As each birthday passes, I become more and more desperate watching my little boy grow older without a sibling. What should have been happy milestones started to become grief filled moments of panic. Christmases the last couple of years became a painful reminder of the hope from the Christmas the year before that we would have another stocking to hang by this time next year. The age gap widening between him and the possibility of a sibling for him was almost too much to bear at many times. It was something many people, even Jared, didn’t completely understand the deepness of my sadness about. It was truly the hardest part for me. Guilt (shouldn’t I be happy with one?) and grief for something intangible all tied up in a growing beautiful boy whom I loved more than anything.
The last issue that I think I really struggle with is feeling misunderstood from the outside community and even others suffering from infertility. Most people assumed that because we had a child we could have another if we wanted. “Wish we could” was a common short-answer response to questions people asked. It was lonely and isolating because not only was my support group (other mothers) a source of pain sometimes, but I couldn’t even find a infertility support group that I could join- and I live in a big city! I tried to join a couple but was turned away because I was dealing with secondary infertility and not primary (but we’re all grieving a lost dream for our family, right???). I understood the need to separate the two groups but it was certainly a painful reminder of this weird limbo state we were stuck in, and how truly isolating this condition was we were struggling with.

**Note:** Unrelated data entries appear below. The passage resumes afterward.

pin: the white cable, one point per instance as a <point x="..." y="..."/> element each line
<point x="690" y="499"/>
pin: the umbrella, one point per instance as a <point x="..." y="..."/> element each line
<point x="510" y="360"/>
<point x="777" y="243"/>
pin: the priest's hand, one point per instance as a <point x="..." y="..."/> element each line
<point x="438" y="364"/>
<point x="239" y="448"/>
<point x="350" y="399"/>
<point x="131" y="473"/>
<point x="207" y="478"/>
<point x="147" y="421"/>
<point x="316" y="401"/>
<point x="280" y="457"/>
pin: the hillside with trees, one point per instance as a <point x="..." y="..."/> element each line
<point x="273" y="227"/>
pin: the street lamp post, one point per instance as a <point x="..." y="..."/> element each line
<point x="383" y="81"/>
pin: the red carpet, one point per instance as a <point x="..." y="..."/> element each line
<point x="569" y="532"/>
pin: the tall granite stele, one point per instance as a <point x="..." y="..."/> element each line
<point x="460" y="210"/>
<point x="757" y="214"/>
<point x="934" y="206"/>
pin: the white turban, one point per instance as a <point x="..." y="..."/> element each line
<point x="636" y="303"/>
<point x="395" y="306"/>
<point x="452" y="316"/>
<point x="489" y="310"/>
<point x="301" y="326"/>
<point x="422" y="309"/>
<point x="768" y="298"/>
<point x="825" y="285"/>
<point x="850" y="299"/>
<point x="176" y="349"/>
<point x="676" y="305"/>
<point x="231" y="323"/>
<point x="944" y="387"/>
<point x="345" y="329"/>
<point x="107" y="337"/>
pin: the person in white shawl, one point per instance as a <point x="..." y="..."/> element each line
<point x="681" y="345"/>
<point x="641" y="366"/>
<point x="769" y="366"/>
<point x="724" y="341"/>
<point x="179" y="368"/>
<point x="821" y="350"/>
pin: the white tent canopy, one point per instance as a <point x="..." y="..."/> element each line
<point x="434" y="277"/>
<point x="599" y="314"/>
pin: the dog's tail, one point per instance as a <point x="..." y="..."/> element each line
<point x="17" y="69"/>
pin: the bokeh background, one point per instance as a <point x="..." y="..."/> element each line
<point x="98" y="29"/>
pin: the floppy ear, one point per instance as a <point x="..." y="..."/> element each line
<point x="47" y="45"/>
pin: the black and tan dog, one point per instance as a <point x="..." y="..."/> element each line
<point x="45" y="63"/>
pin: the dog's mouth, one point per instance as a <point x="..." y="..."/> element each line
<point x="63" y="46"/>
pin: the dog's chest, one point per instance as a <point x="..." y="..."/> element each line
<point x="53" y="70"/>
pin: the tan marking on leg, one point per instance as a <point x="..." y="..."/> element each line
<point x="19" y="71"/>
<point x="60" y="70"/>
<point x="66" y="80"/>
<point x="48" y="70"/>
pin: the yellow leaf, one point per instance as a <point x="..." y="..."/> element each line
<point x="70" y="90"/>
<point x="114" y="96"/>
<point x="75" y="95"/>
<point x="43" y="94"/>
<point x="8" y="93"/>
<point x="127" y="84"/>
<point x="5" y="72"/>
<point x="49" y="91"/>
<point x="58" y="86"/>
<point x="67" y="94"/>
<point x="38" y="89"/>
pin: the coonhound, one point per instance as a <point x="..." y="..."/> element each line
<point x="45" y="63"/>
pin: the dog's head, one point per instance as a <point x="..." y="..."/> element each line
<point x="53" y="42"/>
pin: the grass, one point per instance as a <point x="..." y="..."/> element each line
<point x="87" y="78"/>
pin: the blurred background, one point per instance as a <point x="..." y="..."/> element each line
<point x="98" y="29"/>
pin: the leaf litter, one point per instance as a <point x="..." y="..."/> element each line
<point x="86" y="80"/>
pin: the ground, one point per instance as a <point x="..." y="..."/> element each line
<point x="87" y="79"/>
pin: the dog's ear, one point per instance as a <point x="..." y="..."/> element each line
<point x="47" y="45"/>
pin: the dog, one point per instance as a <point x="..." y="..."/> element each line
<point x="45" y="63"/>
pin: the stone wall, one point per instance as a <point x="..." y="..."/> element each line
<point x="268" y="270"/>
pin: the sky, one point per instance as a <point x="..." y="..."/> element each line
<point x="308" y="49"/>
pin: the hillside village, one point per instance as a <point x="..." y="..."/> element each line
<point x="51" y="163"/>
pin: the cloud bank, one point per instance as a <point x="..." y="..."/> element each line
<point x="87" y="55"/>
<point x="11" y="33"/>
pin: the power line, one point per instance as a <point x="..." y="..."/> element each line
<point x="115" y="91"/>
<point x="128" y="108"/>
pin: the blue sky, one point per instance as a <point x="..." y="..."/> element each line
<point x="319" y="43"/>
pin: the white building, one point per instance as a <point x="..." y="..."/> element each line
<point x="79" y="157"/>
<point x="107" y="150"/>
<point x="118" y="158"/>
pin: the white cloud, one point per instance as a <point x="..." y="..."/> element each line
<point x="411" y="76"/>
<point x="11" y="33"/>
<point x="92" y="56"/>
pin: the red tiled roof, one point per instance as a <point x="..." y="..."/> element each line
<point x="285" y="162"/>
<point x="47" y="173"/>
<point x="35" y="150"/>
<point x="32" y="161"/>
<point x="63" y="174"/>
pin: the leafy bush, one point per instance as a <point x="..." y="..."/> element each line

I know everyone struggles with different aspects of this. For some the up and down month after month (hope and then despair, hope and then despair) is the hardest part. At one point our doctor said the hardest part is my own stamina to keep moving forward. And I certainly felt that. But I’m curious for those of you out there dealing with or have dealt with secondary infertility or primary infertility, what is/was the hardest part for you emotionally? What was most helpful for you in dealing with it?
I felt like the most helpful thing for me was talking about it openly with friends and family so I wouldn’t feel pain and bitterness at their ability to grow their families and they wouldn’t feel awkwardness around the topic of babies and pregnancy. Those that echoed that same frustration, pain, and even anger sometimes were the friends I felt closest to. I had one friend who remembered the dates we would find out if procedures worked and would text me every single time, the morning of. She must have put it in her calendar to text me because she never ever forgot. Her response when it didn’t work was always exactly what I was feeling in the moment “WHAT THE S!*!&*(&)*!!!!” and I really appreciated someone echoing exactly what I was feeling, because anger and disbelief always came before the sadness in those failed attempts.
My heart goes out to those of you wishing and hoping for a child in this moment, I’m right there with you my friends. Thank you for sharing your beautiful stories here.